Just like the breakdown in the Russian supply lines, your ERP strategy relies on logistics. Logistics of having the correct servers in the right place with enough RAM and CPU to support the users that will be executing your business tactics. If your servers are not running the latest operating systems with the correct cyber security patches applied, your data is exposed to hackers and crypto locking viruses. Patching your servers and keeping your ERP software up to date with regular upgrades isn’t flashy. It’s not fun budgeting money for such mundane, boring and “non productive” activities, but just like the Russian army, your strategy will eventually suffer a significant failure that will negatively impact your business if you don’t stay on top of the logistics related to the system.
I’ve seen servers explode because the log files were turned on and they filled up the server’s storage system causing a full system shutdown. How costly is that mistake to the business? At the time of this failure the accounting department was posting a long transaction to the General Ledger. Since only a portion of the transaction successfully posted, the system posted an unbalanced journal entry. This error was not discovered until the following month end. Significant resources were required to trace back the entry, figure out what didn’t get posted and then find out how to post a single sided journal entry to correct the accounting system. All this with upper-level management panicking for reports for head office. Had the IT department been monitoring the server space or had known how to truncate the log files as a basic logistic task requirement of the ERP system, none of these business interruptions would have happened.

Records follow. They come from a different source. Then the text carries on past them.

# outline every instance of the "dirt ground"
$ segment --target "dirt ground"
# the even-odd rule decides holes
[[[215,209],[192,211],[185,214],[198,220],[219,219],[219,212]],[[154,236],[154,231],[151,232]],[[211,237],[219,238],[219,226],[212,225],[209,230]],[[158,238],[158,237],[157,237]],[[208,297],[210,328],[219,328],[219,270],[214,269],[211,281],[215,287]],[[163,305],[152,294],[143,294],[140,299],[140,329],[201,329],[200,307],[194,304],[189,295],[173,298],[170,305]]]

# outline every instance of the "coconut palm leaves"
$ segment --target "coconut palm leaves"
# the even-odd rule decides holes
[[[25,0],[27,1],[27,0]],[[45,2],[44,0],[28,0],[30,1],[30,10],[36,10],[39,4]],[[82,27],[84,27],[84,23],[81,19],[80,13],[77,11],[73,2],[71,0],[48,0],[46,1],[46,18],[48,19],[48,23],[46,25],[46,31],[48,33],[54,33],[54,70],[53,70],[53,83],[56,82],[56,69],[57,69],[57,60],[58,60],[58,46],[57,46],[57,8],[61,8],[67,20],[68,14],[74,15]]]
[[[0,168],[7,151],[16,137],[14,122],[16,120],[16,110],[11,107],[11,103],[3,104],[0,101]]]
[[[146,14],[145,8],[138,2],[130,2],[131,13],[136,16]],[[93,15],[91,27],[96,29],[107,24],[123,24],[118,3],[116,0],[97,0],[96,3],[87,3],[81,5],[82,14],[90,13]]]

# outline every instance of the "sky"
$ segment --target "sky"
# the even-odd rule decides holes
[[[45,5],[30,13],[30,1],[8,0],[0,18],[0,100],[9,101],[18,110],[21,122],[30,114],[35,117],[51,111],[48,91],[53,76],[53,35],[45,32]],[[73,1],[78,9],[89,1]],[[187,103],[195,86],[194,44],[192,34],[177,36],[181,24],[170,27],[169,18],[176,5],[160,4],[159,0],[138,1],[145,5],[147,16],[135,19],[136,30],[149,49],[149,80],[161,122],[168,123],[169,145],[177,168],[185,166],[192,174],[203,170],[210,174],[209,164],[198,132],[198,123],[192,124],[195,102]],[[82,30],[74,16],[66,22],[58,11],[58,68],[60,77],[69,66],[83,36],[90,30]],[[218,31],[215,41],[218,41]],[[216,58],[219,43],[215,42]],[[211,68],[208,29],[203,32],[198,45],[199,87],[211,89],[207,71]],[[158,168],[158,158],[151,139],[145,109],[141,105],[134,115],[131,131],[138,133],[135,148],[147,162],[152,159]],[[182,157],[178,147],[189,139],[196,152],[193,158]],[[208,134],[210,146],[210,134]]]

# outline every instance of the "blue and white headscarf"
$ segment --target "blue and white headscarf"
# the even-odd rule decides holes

The logistics of an ERP system are important. If you are responsible for an ERP system and you are unsure of what the logistical requirements are for your system, you’re likely not managing them. It’s ok though, just like the company above, they will eventually get your attention. Hopefully you’ll fair better than the Russian army has.
Logistics is just as important as strategy and tactics. And the best leaders worry about logistics as much as, if not more than, strategy and tactics.
If your Epicor ERP system is running a version of software that is in sustaining, or you don’t know what that means, you’ve got a logistics problem that you need to address.